JOSÉ NARCELIO - AO PÉ DA LETRA

As novas gerações não imaginam a importância que a nossa cidade teve durante a 2ª Guerra Mundial, tampouco como Natal chamou para si a atenção do planeta na condição de capital brasileira no segundo grande conflito mundial.

Natal, por sua posição estrategicamente privilegiada, recebeu epítetos grandiosos tais como Encruzilhada do Mundo, por baratear deslocamentos aéreos para a África e Europa; e, na década de 1940, com a instalação da base aérea Parnamirim Field, ocupada por militares norte-americanos, ficou conhecida como o Trampolim da Vitória, fato que a tornou notícia na imprensa internacional até o final da guerra.

Tudo começou em dezembro de 1941 com o ataque surpresa de japoneses contra a base americana Pearl Arbor, em Honolulu, Havaí, o que ensejou a entrada dos Estados Unidos da América do Norte, na Grande Guerra do século passado.

Embora o Brasil mantivesse uma política de neutralidade perante as nações conflitantes da época, nada impediu Getúlio Vargas de firmar aliança com os Estados Unidos em troca de recursos para a construção da Companhia Siderúrgica Nacional, em Volta Redonda-RJ. Em contrapartida, permitiu as instalações de uma Base Naval e da Parnamirim Field, em território nacional, concluídas em março de 1942.

Natal viu-se, num piscar de olhos, invadida por um contingente de 10 mil militares norte-americanos. Isso mudou radicalmente o perfil da pequena capital potiguar de 55 mil habitantes. Igual ao significativo acordo político firmado inserindo o país no conflito mundial, foi a influência cultural deixada pelos americanos em Natal.

Coca-Cola, ketchup, batata-frita chegaram aqui bem antes que na maioria das capitais do país. Criaram-se bons restaurantes, clubes e muitas casas noturnas agitaram a noite natalense com a frequência maciça de pracinhas de Tio Sam.

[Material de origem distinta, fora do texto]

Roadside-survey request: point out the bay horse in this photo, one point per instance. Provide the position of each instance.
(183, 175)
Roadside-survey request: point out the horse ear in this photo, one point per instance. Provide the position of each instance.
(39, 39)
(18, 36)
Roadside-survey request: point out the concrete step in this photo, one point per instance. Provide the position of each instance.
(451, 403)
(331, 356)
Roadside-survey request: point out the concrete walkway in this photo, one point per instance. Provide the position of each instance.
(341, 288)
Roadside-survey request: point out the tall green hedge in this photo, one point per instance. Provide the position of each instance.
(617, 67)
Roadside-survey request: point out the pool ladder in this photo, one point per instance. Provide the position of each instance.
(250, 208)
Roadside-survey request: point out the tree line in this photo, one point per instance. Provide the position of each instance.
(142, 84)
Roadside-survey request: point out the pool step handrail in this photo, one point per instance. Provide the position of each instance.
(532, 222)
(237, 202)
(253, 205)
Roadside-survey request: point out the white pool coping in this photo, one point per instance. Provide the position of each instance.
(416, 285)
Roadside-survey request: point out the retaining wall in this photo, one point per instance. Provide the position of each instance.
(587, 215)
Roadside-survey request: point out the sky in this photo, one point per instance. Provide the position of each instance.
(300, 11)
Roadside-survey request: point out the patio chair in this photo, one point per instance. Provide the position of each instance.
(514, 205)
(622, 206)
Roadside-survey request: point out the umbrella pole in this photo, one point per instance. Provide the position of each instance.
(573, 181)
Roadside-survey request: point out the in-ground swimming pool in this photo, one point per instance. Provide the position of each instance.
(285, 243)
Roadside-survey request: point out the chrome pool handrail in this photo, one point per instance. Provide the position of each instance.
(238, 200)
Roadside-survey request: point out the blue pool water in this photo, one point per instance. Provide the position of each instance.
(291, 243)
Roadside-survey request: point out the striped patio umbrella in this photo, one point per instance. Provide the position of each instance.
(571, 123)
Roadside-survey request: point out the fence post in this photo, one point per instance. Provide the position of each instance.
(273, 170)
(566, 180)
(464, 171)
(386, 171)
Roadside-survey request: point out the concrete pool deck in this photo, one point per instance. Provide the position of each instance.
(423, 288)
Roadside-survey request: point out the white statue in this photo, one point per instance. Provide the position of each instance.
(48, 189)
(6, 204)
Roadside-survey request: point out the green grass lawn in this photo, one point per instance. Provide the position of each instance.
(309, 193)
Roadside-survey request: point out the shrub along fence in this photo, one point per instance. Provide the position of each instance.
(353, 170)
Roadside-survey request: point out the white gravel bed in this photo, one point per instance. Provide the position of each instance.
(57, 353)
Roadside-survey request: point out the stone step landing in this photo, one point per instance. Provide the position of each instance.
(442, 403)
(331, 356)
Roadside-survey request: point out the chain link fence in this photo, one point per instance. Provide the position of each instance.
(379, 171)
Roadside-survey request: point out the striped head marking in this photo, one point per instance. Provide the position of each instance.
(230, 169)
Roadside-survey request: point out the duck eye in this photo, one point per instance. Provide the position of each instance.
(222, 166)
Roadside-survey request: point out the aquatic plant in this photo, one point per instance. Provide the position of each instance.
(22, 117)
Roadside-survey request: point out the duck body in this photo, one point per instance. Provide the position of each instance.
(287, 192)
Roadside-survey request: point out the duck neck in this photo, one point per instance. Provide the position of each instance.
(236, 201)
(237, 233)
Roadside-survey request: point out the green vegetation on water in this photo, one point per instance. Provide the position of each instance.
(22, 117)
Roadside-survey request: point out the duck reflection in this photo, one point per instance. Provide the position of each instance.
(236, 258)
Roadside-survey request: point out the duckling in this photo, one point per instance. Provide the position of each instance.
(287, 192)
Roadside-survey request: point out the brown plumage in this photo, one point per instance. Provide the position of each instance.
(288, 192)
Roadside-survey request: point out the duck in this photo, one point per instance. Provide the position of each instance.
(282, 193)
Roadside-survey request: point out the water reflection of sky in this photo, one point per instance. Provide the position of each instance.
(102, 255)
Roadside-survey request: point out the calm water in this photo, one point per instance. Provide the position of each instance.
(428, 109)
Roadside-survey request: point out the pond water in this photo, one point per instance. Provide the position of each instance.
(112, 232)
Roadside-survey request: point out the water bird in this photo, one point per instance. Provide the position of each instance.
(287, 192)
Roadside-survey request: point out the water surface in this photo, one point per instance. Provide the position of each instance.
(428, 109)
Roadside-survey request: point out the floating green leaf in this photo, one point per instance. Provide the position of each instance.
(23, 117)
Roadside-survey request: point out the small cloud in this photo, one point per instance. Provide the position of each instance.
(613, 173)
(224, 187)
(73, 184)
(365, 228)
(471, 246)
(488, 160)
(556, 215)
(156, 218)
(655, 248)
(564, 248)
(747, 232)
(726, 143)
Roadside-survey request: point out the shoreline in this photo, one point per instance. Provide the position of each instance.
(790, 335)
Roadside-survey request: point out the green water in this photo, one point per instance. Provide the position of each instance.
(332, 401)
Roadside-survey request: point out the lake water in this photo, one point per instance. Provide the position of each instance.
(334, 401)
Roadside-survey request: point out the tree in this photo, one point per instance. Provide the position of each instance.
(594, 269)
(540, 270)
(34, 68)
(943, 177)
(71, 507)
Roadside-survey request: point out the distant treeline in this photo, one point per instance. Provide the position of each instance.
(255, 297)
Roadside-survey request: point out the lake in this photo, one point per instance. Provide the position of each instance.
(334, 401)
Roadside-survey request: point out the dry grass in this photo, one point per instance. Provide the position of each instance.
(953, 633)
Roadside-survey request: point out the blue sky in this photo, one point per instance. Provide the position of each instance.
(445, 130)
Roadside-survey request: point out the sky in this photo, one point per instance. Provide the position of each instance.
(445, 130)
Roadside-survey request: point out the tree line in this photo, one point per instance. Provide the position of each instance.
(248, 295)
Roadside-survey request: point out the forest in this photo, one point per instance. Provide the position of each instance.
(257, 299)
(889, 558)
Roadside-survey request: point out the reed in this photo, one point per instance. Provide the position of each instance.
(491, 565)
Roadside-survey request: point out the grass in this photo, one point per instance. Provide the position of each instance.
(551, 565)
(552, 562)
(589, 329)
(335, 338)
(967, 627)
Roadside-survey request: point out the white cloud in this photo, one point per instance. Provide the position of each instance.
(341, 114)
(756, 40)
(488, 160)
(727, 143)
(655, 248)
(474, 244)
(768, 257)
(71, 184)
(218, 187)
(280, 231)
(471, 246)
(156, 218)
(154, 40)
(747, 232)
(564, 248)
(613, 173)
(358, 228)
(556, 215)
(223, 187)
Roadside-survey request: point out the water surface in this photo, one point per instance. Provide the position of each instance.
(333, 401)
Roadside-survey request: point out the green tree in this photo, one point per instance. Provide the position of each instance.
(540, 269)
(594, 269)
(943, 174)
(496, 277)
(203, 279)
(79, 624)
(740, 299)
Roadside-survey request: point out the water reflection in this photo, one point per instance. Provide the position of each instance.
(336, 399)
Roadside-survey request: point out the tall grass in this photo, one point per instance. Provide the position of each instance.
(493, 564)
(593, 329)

Para levantar o moral das tropas aqui aquarteladas, visitaram Parnamirim Field diversos astros de Hollywood, entre eles Tyrone Power, Clark Gable, Humphrey Bogart, Al Johnson e as orquestras de Tommy Dorsey e de Glenn Miller.

O bairro Ribeira era o centro das atrações, porque ali estava a maioria dos cabarés e o principal hotel da cidade, o Grande Hotel. As botas artesanais fabricadas em Natal foram artigos cobiçadas; porém, a predileção dos militares para presentear namoradas e esposas eram as meias de seda – a seda dos Estados Unidos destinava-se ao fabrico de paraquedas, por isso a escassez do produto no país. Comerciantes de Natal inflaram as finanças revendendo meias de seda adquiridas no Sul do Brasil.

Sim, em Natal houve blackouts e até abrigos subterrâneos construídos por famílias tradicionais e endinheiradas, receosas dos efeitos danosos de ataques aéreos à capital. As mulheres natalenses eram consideradas, pejorativamente, modernas, por serem avançadas demais para os costumes da época.

A fotografia acima foi tirada em março de 1942, quando da visita do presidente dos EEUU, Franklin Delano Roosevelt, a Natal, aqui recepcionado pelo presidente Getúlio Vargas. Eis o diálogo razão do gargalhar dos passageiros do Jeep:

– Roosevelt, onde desejas almoçar: aqui ou em Parnamirim Field? – perguntou Getúlio.

Ante a dúvida de Roosevelt, que esperava almoçar com os compatriotas na base militar de Parnamirim, ouviu-se um bem-intencionado motorista apresentar uma opção para o festim e, logo em seguida, se encabular da proposta:

– Onde melhor se come em Natal é no cabaré de Maria Boa!

Ao ouvir o pitaco, Roosevelt levantou o polegar esquerdo, e disse:

– Okay! Let’s go to Maria Boa!

2 pensou em “NATAL, O BRASIL NA II GUERRA

  1. Ela não era BOA, era ÓTIMA… Ao ler o excelente texto do magnífico Narcelio, Sancho levantou o polegar esquerdo, e disse para os camaradas fubânicos:

    – Okay! Let’s go to Maria Boa!

    Maria Boa permanece tão viva no imaginário popular, que outros colunistas fubânicos já a mencionaram DIVERSAS vezes aqui no maior jornal intergaláctico, o nosso Jornal da Besta Fubana, inclusive com foto de aeronave que levava o nome da “moça” inscrito próximo ao “nariz” do avião.